3 semaines plus tard
Immobile dans une pièce aphasique, seul le mince filet d’air s’échappant de mes narines fait osciller les flammes des cierges devant moi. Voilà bien longtemps que je suis revenu à Colsansfaille et que mon esprit se serait désintégré si ce n’eut été des bons et vaillants soins et attentions de mes confrères et consœurs. L’abbaye de Boisdespins est toujours sans le moindre chef spirituel, le père Faradrin leur manquant cruellement. Je fus approché car, selon ses dires, j’étais son plus prometteur élève afin de le seconder, une fois le trépas venu. Quelle honte que celui-ci ai dû survenir de la sorte…Je songe de plus en plus à accepter ce poste car mes enseignements d’Issia ont atteint leurs limites depuis fort longtemps déjà. Toutefois, la compassion et la bonté dont faisait preuve mon vieux maître me manqueront peut-être. Après tout, j’apprendrai mieux que quiconque en étant dans ce rempart spirituel. J’entrouvris donc la lettre, glissant une fine lame sur le sceau qui la tenait pliée en trois. À peine avais-je suffisamment enduit d’encre ma plume que le battant de la porte s’écarta. Devant moi se tenait le lieutenant de la garde Horminion. M’apostrophant sans grand tact, il m’annonça qu’ils avaient retracé les troupes contres lesquelles nous nous étions battus trois semaines auparavant. Je hochai tranquillement la tête, satisfait de savoir que coupables seraient punis, qu’il poursuivît en m’annonçant avoir découvert le meurtrier de père Faradrin.

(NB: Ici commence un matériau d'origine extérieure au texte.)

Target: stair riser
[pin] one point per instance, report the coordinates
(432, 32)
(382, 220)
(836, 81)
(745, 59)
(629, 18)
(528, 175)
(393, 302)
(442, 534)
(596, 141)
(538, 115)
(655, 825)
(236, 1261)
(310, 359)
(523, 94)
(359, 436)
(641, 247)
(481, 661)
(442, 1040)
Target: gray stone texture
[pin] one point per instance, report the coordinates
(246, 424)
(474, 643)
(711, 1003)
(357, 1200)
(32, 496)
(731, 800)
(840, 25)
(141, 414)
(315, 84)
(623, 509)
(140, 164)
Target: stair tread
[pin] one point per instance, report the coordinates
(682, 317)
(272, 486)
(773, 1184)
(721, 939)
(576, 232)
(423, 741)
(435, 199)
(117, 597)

Je ne saurai dire si cela fut ce qui me bouleversa davantage. Ça ou le fait que nous avions hébergé ce criminel et lui avions donné la pitance il y a de cela quelques mois. Il s’agissait d’un ancien noble qui s’était retrouvé à la rue, ayant complètement perdu sa fortune dans de nombreuses dettes contractées. Refusant la vie qui s’offrait à lui, il avait trouvé refuge avec une horde de brigands et s’était même servi des quelques derniers avoirs qu’il possédait afin de se monter un groupe de mercenaires qui pillaient nos caravanes. Désormais, il était confiné à une cellule exigüe dans la prison à cinq lieux d’ici. Je priai aussitôt le lieutenant Horminion de quitter la salle et j’inscrivis le nom de frère Alzar au bas de la lettre préalablement reçue. Je savais pertinemment qu’il ferait un excellent prêtre au sein de notre église. Pour ma part, j’empoignai les quelques affaires me restant ainsi que ma masse. Je parti dès lors en voyage, me dis-je, sillonnant les terres afin de protéger les braves âmes des êtres corrompus et souillés tels que ce noble. Toutefois, un petit détour s’imposerait dans mon itinéraire. Je passai vers les geôles afin de rendre une dernière visite à celui qui ne sût accepter les enseignements d’Issia.

Physique :
Vers la fin de la vingtaine, Gabriel est d’assez petite taille (5 pieds 6 pouces) qui est largement compensée par la forte carrure qu’il impose. Ses cheveux noirs de jais sont toujours attachés en une natte qui lui tombe dans le dos, un peu plus bas que les épaules. Vivant de peu, il s’habille régulièrement avec de vêtements larges et simples, et seule la chevalière qu’il porte constamment à la main gauche attitre de son passé. Il lui manque un orteil, blessure qui provient d’une vieille campagne, mais il répugne à en parler.

Psychologique :
Doté d’une grande patience, Gabriel sait s’entourer des bonnes personnes et répugne grandement à se tenir aux côtés de ceux qu’il juge pervertis. De bonne foi, sa grande franchise et son entêtement à compléter ce qu’il commence lui ont souvent valu de grands éloges comme de fortes remontrances. Très réfléchi, il sait masquer ses émotions aux autres, mais terminera bien souvent par les catalyser en une rage terrifiante au combat. Très brillant, il se sert de cette intelligence pour parfois venir interpréter les saints écrits de manières à justifier ces actes. Gabriel reste très marqué par les pertes encourues à cause des guerres et il répugne plus que jamais à les encourager. Toutefois, ne sachant comment éradiquer complètement ce mal, il se fait un parfait représentant de la frénésie guerrière. Malgré ce qu’on lui a appris, sa rancœur est légendaire et il n’a pas le pardon facile.